Melanoma
Zachary J. Senders, MD
Surgical Oncology Fellow
University of Louisville
Louisville, Kentucky, United States
Disclosure: I do not have any relevant financial / non-financial relationships with any proprietary interests.
Records with cutaneous melanoma T1b or greater (thickness > 0.8 mm or with ulceration) and clinically node negative were identified from the NCDB from years 2012-2018. Three cohorts were defined: 1) patients undergoing no lymph node procedure, 2) patients undergoing SLN biopsy only, and 3) patients undergoing SLN biopsy and CLND. Trends in the utilization of CLND and changes in AJCC staging categories over time were analyzed. Comparisons were made over time and across clinicopathologic factors using chi-square testing.

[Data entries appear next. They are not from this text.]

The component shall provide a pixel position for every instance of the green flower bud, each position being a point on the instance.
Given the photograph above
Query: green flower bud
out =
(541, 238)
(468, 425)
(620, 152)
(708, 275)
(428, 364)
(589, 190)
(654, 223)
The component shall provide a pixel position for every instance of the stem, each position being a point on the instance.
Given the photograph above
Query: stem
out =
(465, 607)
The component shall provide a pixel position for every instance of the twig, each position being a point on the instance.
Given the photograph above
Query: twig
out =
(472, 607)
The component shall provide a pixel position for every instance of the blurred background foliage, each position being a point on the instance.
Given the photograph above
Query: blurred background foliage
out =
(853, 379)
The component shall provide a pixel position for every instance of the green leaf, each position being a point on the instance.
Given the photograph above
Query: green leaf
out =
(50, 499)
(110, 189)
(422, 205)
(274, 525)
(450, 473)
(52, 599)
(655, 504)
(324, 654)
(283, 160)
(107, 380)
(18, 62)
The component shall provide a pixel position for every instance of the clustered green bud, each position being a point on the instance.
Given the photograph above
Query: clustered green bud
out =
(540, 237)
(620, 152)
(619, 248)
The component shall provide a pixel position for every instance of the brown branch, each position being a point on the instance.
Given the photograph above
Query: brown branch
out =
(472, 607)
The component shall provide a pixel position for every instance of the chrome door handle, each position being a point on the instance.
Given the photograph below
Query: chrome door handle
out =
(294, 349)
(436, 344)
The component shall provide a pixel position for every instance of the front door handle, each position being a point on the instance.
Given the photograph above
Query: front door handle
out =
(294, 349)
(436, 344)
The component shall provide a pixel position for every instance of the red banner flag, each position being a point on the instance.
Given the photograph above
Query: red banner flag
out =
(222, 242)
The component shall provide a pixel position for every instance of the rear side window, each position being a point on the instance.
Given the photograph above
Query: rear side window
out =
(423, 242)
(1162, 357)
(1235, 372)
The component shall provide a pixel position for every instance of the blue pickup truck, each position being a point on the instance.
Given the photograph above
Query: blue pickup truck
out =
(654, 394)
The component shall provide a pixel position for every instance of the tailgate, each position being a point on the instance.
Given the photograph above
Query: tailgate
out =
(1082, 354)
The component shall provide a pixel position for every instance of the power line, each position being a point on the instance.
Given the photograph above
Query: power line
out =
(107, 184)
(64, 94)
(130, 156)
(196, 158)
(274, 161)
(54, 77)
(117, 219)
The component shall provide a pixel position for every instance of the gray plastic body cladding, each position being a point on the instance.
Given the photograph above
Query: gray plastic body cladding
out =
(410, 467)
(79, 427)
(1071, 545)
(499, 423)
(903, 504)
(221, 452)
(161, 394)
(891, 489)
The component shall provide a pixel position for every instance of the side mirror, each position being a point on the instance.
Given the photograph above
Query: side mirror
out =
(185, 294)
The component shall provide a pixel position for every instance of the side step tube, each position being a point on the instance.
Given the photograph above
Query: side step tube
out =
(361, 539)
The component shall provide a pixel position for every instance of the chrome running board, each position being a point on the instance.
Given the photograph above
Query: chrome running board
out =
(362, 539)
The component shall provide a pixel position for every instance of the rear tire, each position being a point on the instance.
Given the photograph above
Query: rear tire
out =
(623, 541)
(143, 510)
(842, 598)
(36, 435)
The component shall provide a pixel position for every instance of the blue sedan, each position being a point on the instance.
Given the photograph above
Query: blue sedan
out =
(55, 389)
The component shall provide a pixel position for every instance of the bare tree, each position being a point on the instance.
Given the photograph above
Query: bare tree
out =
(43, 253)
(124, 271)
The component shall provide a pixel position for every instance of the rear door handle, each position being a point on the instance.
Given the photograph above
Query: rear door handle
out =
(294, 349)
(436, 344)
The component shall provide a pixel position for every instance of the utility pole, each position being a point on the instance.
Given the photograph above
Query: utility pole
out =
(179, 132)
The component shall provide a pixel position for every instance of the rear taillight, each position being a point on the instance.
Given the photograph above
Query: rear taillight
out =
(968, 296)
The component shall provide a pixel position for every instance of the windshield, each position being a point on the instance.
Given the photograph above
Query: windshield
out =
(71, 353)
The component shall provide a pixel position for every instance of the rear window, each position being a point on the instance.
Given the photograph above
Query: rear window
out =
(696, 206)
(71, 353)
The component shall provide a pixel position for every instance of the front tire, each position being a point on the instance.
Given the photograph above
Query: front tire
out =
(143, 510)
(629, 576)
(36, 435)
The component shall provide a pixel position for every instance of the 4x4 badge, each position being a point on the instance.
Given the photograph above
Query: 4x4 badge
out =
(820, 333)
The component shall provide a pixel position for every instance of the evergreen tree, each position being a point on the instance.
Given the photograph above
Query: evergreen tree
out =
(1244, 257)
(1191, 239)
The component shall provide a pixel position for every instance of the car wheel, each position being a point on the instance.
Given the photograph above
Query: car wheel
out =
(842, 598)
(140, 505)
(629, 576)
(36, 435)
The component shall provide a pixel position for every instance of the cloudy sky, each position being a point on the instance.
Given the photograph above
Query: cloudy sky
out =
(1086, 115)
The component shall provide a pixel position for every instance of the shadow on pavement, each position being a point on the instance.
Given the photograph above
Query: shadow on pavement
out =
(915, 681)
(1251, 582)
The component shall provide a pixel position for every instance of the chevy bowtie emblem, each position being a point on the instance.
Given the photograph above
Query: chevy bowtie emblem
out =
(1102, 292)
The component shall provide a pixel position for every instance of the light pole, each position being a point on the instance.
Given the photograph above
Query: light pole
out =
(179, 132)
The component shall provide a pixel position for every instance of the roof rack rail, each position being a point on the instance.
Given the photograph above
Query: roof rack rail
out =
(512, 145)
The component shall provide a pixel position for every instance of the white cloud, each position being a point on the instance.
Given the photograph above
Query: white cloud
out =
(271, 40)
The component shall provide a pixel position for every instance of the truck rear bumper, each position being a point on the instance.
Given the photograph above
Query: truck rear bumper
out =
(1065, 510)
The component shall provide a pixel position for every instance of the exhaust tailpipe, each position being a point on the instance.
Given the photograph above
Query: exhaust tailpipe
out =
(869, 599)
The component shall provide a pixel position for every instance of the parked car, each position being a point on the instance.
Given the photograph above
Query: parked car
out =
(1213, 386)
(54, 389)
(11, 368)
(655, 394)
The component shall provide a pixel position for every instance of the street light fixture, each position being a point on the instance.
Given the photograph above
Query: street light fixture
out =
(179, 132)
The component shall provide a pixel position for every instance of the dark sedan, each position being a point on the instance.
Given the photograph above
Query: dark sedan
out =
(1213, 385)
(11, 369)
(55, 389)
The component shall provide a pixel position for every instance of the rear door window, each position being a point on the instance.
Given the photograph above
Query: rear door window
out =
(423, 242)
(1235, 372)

Results: We identified 68,933 patients that met inclusion criteria. 60,536 underwent SLNB of which 9,031 (14.9%) were tumor-positive. A total of 3,776 (41.8%) underwent CLND. Patients receiving CLND were younger (58 vs 62, p < 0.0001) and more likely to be male (61.5% vs 57.9%, p=0.0005). Patients were more likely to have a higher N-classification (N2a-3a) if they received CLND (36.8%) compared to SLN biopsy alone (19.3%), p < 0.0001. This translated to a small difference in the proportion of stage IIIA patients between the two groups (SLN-alone 34.0%, CLND 31.8%, p< 0.0001). Of the patients with stage T1b or T2a primary tumors, for whom the detection of additional positive lymph nodes would lead to upstaging from IIIA to IIIC, the incidence of IIIC disease was only slightly higher in those who underwent CLND compared to SLNB alone (4.4% vs 1.1%, p< 0.0001). The use of CLND dramatically decreased from 59% in 2012 to 12.6% in 2018, p < 0.0001. However, the incidence of Stage IIIA disease remained stable over the 7-year study period (p=0.29, Figure).
Conclusions: While the utilization of CLND after a positive SLNB has declined dramatically in the last seven years, stage migration that may affect adjuvant therapy decisions has not occurred to a significant degree.